Vovan and Lexus on Thursday released records of calls with two former members of Biden’s National Security Council in which they posed as Ukrainian presidential aide Igor Zhovkva. During the calls, Amanda Sloat, who served as senior director for Europe at the NSC, said that a Ukrainian declaration of neutrality in 2021 or early 2022 “certainly would have prevented the destruction and the loss of life.”

“I was uncomfortable with the idea of the US pushing Ukraine” into taking that path, she added, noting that it would amount to “implicitly giving Russia some sphere of influence or veto power” on Kiev’s bid to join NATO.

Senior Russian negotiator Kirill Dmitriev commented on the revelation, saying on X that Biden’s “deep state PROVOKED a PREVENTABLE war.”

After the Western-backed armed coup in Kiev in 2014, the new authorities declared NATO membership a foreign policy priority. In late 2021, Moscow urged the US-led military bloc to suspend its expansion in Europe and in doing so address Russian national security concerns, but the Biden administration and European members rejected the proposal.

In the early weeks of the hostilities, Moscow and Kiev reached a preliminary agreement that would have entailed Ukraine adhering to neutrality and maintaining a limited standing army. However, the nascent deal was derailed by Western officials, particularly then-British Prime Minister Boris Johnson, who told the Ukrainians to “just fight.”
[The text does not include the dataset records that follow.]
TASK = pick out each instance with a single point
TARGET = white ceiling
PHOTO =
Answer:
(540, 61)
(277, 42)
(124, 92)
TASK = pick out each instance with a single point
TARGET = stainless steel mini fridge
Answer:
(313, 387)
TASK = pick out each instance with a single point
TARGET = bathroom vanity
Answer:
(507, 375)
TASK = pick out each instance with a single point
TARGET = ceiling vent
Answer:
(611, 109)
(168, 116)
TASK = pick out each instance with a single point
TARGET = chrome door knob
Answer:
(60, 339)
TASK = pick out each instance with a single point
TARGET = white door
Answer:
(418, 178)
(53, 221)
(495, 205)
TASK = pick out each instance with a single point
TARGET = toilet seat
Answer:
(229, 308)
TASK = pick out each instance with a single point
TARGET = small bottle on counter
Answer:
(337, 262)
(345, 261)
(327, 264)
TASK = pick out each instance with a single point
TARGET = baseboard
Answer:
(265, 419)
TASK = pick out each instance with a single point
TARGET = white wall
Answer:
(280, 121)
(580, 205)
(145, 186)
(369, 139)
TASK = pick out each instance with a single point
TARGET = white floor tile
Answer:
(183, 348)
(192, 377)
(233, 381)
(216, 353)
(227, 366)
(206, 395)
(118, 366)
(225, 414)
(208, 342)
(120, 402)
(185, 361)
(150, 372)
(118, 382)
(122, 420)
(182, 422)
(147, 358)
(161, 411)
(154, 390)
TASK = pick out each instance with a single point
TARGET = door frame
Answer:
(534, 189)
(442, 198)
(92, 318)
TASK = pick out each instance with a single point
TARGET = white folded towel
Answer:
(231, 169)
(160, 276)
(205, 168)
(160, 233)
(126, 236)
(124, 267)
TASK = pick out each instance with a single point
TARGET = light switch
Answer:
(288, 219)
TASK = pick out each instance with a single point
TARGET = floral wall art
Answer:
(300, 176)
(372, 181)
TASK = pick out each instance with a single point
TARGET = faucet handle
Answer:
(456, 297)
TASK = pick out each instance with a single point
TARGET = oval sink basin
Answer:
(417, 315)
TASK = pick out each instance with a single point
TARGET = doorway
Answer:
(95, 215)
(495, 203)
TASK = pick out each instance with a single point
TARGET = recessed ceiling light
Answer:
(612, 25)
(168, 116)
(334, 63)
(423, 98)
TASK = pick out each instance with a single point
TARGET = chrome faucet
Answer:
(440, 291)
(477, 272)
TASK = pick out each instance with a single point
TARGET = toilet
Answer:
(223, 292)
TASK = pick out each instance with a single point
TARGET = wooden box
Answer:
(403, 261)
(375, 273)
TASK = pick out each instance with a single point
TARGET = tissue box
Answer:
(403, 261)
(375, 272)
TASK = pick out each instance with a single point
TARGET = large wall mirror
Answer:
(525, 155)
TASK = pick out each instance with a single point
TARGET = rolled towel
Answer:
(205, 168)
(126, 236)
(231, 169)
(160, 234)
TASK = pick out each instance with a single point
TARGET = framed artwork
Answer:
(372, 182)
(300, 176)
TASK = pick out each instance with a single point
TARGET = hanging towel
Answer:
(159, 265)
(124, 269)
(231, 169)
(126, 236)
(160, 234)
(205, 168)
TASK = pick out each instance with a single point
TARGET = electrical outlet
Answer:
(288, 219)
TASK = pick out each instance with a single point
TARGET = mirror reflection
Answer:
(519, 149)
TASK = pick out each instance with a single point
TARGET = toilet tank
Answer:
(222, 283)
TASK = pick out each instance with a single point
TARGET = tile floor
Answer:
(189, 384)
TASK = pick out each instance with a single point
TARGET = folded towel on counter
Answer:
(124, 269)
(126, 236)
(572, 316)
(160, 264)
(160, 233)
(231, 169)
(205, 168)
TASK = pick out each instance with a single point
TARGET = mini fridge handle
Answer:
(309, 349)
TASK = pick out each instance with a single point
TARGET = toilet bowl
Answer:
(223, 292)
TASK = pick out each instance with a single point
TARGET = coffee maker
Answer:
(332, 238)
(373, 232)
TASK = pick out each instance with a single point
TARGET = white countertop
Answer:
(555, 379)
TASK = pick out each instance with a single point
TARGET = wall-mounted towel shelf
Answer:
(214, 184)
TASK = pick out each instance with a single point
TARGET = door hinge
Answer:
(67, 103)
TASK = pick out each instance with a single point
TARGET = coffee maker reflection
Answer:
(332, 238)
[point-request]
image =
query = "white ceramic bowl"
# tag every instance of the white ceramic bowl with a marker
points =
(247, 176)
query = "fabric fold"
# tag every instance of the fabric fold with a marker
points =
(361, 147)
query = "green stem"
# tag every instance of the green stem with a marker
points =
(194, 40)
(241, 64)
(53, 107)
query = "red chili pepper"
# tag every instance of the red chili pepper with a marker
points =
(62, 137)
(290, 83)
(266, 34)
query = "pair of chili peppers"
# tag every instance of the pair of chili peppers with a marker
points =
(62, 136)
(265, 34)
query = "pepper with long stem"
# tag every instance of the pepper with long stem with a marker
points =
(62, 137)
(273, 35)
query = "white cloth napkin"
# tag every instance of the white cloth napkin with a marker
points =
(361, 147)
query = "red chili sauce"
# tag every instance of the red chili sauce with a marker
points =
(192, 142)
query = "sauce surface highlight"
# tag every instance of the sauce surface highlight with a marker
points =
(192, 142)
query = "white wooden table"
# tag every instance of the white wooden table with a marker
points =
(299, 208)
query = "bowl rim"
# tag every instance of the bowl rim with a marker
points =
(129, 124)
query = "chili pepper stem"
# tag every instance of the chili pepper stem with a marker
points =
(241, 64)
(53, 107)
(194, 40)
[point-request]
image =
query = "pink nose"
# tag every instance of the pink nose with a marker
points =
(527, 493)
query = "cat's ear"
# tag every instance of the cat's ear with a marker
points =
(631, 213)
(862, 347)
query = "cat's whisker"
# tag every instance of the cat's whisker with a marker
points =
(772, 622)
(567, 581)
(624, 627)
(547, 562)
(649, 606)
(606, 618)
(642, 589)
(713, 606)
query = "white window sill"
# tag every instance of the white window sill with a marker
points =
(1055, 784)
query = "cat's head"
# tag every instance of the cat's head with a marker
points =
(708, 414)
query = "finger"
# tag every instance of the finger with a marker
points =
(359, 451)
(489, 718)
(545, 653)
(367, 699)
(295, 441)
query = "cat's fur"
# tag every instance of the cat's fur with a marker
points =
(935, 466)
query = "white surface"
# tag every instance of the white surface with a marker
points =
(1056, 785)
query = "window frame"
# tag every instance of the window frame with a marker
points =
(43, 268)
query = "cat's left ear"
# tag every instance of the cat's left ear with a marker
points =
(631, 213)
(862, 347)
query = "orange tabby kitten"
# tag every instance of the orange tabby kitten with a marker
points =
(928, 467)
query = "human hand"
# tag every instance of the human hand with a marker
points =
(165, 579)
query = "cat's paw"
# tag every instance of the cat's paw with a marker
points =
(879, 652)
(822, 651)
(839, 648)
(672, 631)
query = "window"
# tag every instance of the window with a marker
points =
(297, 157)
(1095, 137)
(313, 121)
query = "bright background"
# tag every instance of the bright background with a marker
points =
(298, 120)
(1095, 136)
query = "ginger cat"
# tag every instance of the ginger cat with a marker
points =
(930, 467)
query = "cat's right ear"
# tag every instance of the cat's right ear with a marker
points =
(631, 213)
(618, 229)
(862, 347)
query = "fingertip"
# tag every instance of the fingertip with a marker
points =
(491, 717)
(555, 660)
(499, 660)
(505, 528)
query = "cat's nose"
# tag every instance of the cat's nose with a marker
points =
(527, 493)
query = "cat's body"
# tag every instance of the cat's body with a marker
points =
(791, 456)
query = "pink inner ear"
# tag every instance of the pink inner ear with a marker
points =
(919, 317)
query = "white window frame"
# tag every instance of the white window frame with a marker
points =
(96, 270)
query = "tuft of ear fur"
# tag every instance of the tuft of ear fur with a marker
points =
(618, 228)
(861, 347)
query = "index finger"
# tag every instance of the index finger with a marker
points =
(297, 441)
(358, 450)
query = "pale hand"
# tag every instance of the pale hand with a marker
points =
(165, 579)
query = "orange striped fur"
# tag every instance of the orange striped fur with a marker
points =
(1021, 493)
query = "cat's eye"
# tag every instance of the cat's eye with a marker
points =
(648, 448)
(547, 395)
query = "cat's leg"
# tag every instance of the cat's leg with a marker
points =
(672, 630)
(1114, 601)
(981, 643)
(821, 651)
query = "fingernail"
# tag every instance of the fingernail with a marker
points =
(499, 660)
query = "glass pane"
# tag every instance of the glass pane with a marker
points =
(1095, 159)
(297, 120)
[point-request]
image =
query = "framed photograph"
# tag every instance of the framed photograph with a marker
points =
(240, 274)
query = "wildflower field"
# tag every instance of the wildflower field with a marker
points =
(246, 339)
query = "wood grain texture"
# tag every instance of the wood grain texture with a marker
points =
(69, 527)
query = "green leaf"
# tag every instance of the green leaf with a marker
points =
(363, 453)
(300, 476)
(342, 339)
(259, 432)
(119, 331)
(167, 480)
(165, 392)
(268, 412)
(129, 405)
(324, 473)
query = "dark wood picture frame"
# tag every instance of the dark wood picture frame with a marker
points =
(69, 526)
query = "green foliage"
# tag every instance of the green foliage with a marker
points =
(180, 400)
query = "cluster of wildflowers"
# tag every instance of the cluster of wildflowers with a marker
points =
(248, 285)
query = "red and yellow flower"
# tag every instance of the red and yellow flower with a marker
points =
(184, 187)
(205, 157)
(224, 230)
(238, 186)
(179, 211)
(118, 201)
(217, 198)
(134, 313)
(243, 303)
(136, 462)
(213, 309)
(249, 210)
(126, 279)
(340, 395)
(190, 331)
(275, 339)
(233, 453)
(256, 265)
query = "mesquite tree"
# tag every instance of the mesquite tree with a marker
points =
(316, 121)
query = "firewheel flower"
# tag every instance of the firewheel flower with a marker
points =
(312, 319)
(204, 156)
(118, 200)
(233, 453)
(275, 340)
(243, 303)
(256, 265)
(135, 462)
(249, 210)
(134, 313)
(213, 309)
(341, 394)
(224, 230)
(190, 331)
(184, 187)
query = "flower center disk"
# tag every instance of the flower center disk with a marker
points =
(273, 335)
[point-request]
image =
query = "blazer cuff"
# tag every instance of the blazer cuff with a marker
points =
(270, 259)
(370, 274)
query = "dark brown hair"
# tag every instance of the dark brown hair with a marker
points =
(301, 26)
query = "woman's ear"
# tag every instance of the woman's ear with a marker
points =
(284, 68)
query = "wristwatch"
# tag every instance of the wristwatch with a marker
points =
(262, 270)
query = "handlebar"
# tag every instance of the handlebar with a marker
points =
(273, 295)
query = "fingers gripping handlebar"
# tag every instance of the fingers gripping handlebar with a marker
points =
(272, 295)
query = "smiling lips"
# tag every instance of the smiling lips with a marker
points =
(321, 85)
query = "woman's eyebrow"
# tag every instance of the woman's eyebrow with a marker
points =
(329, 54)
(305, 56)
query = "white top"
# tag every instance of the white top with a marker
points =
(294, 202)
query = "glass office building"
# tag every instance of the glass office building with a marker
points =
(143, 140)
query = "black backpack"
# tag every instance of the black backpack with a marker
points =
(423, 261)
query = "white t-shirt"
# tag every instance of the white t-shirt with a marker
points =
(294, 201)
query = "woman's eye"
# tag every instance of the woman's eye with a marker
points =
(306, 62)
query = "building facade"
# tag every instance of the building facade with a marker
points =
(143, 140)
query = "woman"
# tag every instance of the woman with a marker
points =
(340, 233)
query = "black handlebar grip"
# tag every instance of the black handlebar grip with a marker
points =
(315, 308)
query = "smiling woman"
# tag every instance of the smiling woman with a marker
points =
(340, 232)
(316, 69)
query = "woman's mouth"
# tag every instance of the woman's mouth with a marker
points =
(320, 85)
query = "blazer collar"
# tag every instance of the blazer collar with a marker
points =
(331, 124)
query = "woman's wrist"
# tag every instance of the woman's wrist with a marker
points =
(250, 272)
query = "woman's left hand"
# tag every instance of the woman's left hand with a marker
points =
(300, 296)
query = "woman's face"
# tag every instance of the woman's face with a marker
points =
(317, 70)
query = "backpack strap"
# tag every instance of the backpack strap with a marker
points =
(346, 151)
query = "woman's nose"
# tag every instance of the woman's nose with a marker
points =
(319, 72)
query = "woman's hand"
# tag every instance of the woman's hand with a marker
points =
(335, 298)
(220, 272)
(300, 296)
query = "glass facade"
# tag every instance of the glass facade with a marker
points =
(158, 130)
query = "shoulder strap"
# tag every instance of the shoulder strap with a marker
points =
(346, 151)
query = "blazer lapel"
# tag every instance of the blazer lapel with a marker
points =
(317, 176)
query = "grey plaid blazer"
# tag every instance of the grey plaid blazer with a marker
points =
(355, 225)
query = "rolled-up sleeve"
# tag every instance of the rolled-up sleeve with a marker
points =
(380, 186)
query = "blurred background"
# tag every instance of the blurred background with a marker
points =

Ex-NSC member Eric Green told the Russian pranksters that the failure of the Istanbul talks was not a missed opportunity, saying the Biden administration’s guiding principles were to assume the worst and have no regrets.

He suggested that Kiev should now craft a settlement that “contains enough ambiguity in it to allow Ukraine to do what it wants to do” while allowing Russian President Vladimir Putin “to believe that he has accomplished something.” The goal, he said, would be to “construct an end to the war that assumes that there will be another one”.